Depuis les années 80, l’OCDE rassemble des données chiffrées sur la richesse des différents pays. Le constat est terrible puisque les inégalités ne cessent de croître entre les riches et les pauvres. Ces inégalités se retrouvent à tous les niveaux : entre continents, entre pays mais aussi au sein d’un même pays. L’écart ne cesse de se creuser entre les pauvres et les riches d’une même nation. Nos sociétés modernes capitalistes sont donc de plus en plus inégalitaires. La raison principale, selon l’OCDE toujours, se caractérise par les politiques budgétaires. Les impôts ont augmenté et les aides sociales se sont réduites pour diminuer les dépenses publiques. L’effet de nivellement des politiques de redistribution des richesses s’est amenuisé, accentuant l’écart riches-pauvres.

D’ailleurs, la France est l'un des pays développés où les inégalités se sont le plus creusées avec la crise.  La montée des emplois précaires, qui a fait pression sur les salaires, a aggravé les écarts entre les ménages les plus aisés et les plus pauvres depuis 2007. Les femmes sont particulièrement vulnérables. Non seulement leur salaire est inférieur à celui des hommes de 25 %, mais en plus elles représentent une grande partie des contrats précaires ou à temps partiel.

La crise a fait basculer 440.000 enfants dans la pauvreté en France ces dernières années. Notre pays compte désormais 9 millions de pauvres, 14 % de la population française. Voici des données dont nous n’avons pas à être fiers.

Pendant ce temps, et sans que cela semble gêner les principaux intéressés, les rémunérations des patrons du CAC 40 ont bondi de 10% en 2014 et continuent de flamber comme le montre la rémunération de Carlos Ghosn (patron de Renault Nissan) dernièrement. Sa rémunération de 7 millions d’euros au titre de l’année 2016 représente 580 000 euros par mois, c’est-à-dire plus de 400 fois le SMIC brut !

L'ensemble des rémunérations attribuées au principal dirigeant exécutif dans les sociétés du CAC 40 a atteint une moyenne de 4,2 millions par dirigeant. Comparée à l’année 2014, la hausse est de 11,4%.

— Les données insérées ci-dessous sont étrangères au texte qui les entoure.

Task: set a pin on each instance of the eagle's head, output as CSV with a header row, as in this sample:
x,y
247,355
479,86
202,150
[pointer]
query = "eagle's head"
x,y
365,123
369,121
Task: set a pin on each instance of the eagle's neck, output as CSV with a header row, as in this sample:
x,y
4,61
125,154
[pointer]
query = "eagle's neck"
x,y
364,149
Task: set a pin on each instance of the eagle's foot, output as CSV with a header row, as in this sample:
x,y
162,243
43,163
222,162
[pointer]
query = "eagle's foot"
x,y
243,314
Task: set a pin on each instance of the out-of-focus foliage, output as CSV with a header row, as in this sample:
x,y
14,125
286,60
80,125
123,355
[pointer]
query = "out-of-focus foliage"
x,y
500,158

Du nouveau dans la continuité

Dans l’espoir que les problèmes trouvent des solutions, nous avons élu un nouveau Président. Cette élection s’est soldée par un constat alarmant. 20 % d’abstentions, 20 % d’Insoumis, 22 % de Frontistes et les votes blancs et nuls portent le total à 65% de mécontents qui ont tourné le dos à la politique pratiquée depuis 30 ans. L’explosion du Parti Socialiste et la déliquescence du parti Les Républicains ne fait que prouver et accentuer ce malaise. Les politiques libérales menées par ces partis sont responsables de la paupérisation d’une partie de la population au profit d’une petite classe riche ou très riche.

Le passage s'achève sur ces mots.